After three or four months, the ads direct viewers to an Internet site which explains the condition, its symptoms, its causes, and the history of attempts to treat it. Three or four months later, ads start appearing that there is in fact a drug to treat the condition, and all those self-diagnosed sufferers skedaddle to their physicians not only with a believable list of symptoms, but a ready-made cure to be prescribed. Doctors, flooded with medical information on a daily basis, might do a cursory attempt at research, then prescribe the drug. Physician Assistants, whose better-than-nurse training and pay makes their sole profession the prescribing of drugs, do not even do the research.
This is an example of creating demand so that supplies can be sold. Pharmaceutical companies cannot always come up with a newer or better treatment for cancer, arthritis or heart disease. So they also tackle lesser known problems. The research, clinical trials and submission to the FDA incur tremendous costs. The reward is a ten year patent on the drug. But that won’t pay off until the drug is heard about and used. Hence the campaign to create the demand. If the patients listened carefully to the FCC-required listing of side effects and warnings, of course, this plan could backfire. But most prospective patients are closer to Munchausen than Mr. Spock.
When the patent is ready to expire, the pharmaceutical company comes up with a new method of drug delivery. If the drug originally came out as a tablet/pill, the new method could be a time-released capsule, a patch, or injection. Research, trials and submission go much faster than the original, and the company gets a new ten year patent. This can go on, changing the delivery method, for decades. By the time the company runs out of patents, the drug has finally made a profit.

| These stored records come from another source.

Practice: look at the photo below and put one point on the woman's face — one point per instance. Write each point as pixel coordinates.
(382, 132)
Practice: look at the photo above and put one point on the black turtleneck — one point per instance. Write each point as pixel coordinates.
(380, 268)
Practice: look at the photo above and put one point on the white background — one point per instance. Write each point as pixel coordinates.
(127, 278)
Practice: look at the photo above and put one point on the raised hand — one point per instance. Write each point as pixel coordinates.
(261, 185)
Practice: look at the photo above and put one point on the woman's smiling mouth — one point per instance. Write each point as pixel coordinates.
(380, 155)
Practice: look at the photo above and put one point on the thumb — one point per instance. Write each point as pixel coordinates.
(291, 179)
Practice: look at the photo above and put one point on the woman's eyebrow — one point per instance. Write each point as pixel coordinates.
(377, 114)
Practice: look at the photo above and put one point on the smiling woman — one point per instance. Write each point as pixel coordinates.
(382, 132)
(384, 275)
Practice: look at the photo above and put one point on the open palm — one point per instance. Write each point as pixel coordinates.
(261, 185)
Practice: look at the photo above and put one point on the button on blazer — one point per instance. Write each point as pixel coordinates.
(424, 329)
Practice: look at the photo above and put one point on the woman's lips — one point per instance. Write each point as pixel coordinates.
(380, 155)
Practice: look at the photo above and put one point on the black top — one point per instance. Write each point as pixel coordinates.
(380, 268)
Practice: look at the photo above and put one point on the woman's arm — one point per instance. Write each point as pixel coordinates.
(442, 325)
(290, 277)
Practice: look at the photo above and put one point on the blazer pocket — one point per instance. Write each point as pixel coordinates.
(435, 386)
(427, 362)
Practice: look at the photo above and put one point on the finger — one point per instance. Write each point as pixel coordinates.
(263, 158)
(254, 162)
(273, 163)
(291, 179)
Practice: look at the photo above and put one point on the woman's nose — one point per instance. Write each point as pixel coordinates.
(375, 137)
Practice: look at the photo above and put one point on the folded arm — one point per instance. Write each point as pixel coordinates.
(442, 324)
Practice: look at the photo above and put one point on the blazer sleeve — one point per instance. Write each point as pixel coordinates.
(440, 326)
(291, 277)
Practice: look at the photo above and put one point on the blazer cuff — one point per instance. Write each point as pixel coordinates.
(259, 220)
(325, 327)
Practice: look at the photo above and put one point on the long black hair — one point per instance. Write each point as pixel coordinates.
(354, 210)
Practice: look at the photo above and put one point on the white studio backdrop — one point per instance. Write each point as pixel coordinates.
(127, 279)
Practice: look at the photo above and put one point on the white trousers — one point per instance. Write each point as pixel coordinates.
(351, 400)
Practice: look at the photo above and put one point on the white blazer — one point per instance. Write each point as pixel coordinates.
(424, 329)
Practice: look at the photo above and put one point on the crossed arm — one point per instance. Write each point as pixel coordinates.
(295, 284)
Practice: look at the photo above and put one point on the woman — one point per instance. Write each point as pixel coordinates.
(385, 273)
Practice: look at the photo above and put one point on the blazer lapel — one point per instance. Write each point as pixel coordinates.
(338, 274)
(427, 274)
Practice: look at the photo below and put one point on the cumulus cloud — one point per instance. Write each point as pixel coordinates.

Is this legitimate? Yes. The patent is the government’s method of encouraging pharmaceutical research, by guaranteeing a return on investment. Is it ethical? Well … let’s say it is practical. Without the patents and the ad campaigns, pharmaceutical companies could not afford the research at all.
Any medical student or nursing student will admit that on learning the symptoms of a disease, there is a human tendency to suspect one is suffering from that disease. And the ordinary person in the street is often relieved to discover a reason for some odd little symptom he or she has noticed in the past. Even doctors, hoping to have their patients feel 100%, will become curious.
A good example is hepatitis C. A check with the CDC site suggests that anyone who is a “baby boomer” should be tested. Since this is the largest purchasing group in America, such testing would bring in a good amount of income, especially if tests are positive. Hep C has a dormant form which doesn’t display symptoms for decades, so this older population is most at risk. Hep C is not recognized in standard blood tests, so anyone who was an intravenous drug user or who had a transfusion before 1992 (at which point blood supplies started testing for Hep C) is at risk. This narrows down the number of prospective patients but is not included in the advertising.